Les subventions massives pour les renouvelables sont également critiquées. En France, la facture énergétique des ménages a doublé en une décennie, en grande partie pour financer le développement de ces technologies. Les auteurs soulignent que cette transition mal gérée a surtout bénéficié à des industriels, au détriment des citoyens.
Une idéologie de la décroissance
Les auteurs analysent le rôle des écologistes dans la promotion d’une vision idéologique de la sobriété énergétique. Sous couvert de lutte contre le réchauffement climatique, cette idéologie cherche à imposer une pénurie d’énergie, perçue comme un moyen de freiner la consommation et le capitalisme.
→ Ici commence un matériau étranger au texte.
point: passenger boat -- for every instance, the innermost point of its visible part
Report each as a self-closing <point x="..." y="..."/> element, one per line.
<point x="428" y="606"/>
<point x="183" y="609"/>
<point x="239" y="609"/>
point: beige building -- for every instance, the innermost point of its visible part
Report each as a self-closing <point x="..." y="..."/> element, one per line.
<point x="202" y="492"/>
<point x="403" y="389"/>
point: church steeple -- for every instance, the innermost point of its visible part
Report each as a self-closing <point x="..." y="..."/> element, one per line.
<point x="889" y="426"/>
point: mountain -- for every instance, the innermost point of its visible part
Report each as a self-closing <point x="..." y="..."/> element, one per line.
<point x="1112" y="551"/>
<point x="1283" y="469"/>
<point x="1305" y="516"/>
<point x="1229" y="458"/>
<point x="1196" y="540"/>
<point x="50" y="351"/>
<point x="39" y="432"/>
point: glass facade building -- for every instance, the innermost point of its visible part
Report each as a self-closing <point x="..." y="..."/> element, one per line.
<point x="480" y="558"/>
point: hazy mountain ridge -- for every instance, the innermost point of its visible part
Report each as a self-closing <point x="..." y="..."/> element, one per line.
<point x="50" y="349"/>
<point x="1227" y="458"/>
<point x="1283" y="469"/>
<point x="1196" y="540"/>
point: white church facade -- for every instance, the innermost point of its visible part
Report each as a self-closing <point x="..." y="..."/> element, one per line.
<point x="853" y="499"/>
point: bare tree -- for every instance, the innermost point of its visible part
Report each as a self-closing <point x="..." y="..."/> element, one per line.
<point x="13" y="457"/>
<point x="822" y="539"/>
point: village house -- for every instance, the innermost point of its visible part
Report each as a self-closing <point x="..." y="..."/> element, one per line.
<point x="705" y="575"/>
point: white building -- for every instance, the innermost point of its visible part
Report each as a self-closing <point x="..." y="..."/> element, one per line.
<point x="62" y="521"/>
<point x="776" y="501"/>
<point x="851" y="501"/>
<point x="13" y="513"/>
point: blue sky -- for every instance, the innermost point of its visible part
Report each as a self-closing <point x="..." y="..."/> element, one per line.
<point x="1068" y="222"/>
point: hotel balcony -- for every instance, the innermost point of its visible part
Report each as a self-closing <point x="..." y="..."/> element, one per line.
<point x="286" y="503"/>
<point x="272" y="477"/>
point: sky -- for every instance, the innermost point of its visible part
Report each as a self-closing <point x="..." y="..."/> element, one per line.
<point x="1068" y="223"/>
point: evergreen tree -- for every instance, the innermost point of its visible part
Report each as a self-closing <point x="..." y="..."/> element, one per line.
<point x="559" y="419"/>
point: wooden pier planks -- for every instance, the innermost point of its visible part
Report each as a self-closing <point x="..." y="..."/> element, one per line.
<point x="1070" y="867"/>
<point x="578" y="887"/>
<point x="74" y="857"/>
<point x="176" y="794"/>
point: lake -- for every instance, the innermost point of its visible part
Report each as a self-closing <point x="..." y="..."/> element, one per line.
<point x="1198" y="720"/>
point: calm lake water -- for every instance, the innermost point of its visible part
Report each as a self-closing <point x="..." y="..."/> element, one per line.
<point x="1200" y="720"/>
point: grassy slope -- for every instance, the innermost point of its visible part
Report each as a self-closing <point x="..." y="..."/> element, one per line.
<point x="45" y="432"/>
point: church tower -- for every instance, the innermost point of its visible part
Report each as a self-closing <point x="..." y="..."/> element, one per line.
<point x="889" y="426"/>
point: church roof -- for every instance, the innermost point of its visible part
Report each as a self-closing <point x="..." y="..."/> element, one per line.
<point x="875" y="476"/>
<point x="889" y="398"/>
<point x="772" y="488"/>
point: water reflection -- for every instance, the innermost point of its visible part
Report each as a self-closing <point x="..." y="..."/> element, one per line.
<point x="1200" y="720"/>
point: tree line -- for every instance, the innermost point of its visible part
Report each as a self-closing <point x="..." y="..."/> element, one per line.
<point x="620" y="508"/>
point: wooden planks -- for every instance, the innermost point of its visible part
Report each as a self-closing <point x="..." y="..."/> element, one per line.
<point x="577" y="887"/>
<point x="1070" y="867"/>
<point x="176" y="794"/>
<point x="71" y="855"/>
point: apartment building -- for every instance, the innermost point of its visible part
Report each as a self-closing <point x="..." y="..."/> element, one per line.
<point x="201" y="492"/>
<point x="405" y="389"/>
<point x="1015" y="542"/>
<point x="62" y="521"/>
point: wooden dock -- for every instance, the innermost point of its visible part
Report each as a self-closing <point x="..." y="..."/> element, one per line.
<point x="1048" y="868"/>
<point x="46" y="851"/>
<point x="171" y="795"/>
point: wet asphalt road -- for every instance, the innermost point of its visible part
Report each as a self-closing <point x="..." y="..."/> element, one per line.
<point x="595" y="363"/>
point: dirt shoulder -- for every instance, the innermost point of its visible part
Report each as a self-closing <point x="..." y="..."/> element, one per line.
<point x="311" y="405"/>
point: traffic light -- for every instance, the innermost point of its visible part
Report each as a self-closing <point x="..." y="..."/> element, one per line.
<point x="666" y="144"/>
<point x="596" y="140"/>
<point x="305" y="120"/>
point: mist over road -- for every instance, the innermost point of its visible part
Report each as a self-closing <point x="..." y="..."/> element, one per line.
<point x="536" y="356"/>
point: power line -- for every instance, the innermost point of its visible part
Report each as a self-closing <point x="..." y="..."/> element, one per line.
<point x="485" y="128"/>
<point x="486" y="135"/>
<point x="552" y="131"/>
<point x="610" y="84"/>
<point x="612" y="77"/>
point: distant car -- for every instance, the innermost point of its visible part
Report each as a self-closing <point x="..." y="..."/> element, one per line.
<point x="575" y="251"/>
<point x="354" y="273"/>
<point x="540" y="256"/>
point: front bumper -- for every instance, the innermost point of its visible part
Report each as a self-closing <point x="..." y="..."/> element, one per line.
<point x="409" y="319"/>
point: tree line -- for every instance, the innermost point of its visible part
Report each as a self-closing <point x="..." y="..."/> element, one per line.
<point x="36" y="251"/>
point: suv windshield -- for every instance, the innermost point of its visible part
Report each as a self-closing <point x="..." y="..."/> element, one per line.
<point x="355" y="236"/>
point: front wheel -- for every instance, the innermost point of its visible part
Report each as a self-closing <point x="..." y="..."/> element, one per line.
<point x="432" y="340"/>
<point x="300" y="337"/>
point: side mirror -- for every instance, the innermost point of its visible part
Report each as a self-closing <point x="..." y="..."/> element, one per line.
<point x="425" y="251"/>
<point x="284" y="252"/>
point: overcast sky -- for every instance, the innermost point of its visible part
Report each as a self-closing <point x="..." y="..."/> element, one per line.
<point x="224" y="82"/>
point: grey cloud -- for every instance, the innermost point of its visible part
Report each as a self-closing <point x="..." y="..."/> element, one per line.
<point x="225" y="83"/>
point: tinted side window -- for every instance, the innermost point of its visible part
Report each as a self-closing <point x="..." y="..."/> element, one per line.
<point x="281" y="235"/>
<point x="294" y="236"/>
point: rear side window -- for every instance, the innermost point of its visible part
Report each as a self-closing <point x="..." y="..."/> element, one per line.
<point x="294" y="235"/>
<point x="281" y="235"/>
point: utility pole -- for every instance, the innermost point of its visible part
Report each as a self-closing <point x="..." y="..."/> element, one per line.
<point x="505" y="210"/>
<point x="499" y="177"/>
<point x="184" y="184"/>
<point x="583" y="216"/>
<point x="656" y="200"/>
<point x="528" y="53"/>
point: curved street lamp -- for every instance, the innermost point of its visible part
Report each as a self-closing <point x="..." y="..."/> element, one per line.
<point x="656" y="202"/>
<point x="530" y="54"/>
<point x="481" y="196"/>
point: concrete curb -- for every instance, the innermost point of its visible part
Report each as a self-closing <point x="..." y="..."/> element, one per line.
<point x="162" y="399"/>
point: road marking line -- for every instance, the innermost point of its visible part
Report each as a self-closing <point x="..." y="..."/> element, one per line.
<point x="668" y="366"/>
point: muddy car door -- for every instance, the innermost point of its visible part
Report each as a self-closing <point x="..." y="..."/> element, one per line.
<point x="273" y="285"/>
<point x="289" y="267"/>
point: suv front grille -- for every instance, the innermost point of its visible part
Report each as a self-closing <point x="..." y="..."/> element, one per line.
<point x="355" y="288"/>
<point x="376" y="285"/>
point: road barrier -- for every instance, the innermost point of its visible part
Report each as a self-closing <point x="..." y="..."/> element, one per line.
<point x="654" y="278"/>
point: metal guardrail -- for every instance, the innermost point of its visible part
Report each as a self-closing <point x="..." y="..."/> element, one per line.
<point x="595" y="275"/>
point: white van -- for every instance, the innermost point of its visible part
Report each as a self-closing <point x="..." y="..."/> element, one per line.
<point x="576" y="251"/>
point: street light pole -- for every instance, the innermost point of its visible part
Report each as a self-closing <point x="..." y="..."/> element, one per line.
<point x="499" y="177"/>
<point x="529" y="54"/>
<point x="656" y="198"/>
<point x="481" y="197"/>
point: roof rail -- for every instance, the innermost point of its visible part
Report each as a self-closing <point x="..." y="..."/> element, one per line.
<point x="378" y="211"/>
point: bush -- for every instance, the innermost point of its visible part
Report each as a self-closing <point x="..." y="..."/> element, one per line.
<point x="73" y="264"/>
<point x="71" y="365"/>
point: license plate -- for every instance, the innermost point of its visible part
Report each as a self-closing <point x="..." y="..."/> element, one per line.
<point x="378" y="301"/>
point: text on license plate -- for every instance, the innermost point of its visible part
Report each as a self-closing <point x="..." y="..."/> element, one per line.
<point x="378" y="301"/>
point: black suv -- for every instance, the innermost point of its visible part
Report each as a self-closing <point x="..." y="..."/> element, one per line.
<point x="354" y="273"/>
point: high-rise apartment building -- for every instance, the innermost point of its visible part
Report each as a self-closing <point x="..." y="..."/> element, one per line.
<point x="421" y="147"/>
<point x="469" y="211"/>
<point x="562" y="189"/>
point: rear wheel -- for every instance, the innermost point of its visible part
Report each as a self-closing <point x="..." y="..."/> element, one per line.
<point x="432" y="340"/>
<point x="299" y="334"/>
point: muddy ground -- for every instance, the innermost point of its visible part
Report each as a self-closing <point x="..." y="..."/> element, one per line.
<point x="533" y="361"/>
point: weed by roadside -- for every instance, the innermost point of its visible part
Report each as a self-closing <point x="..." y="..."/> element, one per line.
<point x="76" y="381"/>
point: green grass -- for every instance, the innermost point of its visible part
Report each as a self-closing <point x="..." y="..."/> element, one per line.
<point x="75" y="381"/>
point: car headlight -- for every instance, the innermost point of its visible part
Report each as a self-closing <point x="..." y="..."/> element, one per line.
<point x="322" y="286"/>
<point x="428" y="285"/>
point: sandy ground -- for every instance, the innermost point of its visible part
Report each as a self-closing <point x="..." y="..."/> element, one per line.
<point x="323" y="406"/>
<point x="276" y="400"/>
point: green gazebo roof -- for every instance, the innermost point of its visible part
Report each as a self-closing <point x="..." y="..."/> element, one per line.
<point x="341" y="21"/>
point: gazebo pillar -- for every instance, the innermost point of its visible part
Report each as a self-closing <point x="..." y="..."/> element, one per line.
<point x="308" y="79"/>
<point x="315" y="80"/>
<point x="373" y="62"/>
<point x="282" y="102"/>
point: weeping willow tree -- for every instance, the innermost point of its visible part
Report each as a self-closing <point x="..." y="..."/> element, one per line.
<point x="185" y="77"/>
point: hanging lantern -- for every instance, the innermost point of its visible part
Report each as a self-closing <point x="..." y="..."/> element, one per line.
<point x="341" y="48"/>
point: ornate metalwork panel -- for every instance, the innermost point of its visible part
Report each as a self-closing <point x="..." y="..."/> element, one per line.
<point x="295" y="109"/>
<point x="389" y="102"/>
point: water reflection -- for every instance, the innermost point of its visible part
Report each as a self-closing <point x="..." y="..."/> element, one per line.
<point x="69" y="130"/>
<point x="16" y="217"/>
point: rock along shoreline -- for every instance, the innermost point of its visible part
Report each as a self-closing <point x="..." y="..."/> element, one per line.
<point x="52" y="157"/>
Ils critiquent cette approche comme utopique et destructrice, en particulier pour l’industrie et l’emploi.
Les auteurs concluent sur la nécessité de repenser les politiques énergétiques européennes. Pour eux, l’abandon des idéologies décroissantes est essentiel pour garantir une transition énergétique durable et préserver la compétitivité européenne. Ils insistent sur l’urgence de restaurer la souveraineté énergétique pour éviter de nouvelles crises.
Un avertissement face à « la dictature verte »
La conclusion de Les Illusionnistes alerte sur les dérives autoritaires potentielles de l’écologie politique. Les auteurs dénoncent une tentation croissante de certains écologistes à envisager une « dictature verte » comme moyen de contrer les crises environnementales. Cette perspective illustre le rejet des principes démocratiques, au nom d’une urgence climatique souvent amplifiée ou mal interprétée.
La France, avec moins de 1 % des émissions mondiales de CO₂, est exemplaire grâce à son parc nucléaire. Pourtant, elle s’est engagée longtemps à tort dans des politiques qui affaiblissent ses atouts stratégiques, comme l’abandon progressif de l’énergie nucléaire, sous pression de l’idéologie verte.
Les auteurs appellent à une réconciliation entre écologie, innovation technologique et pragmatisme démocratique.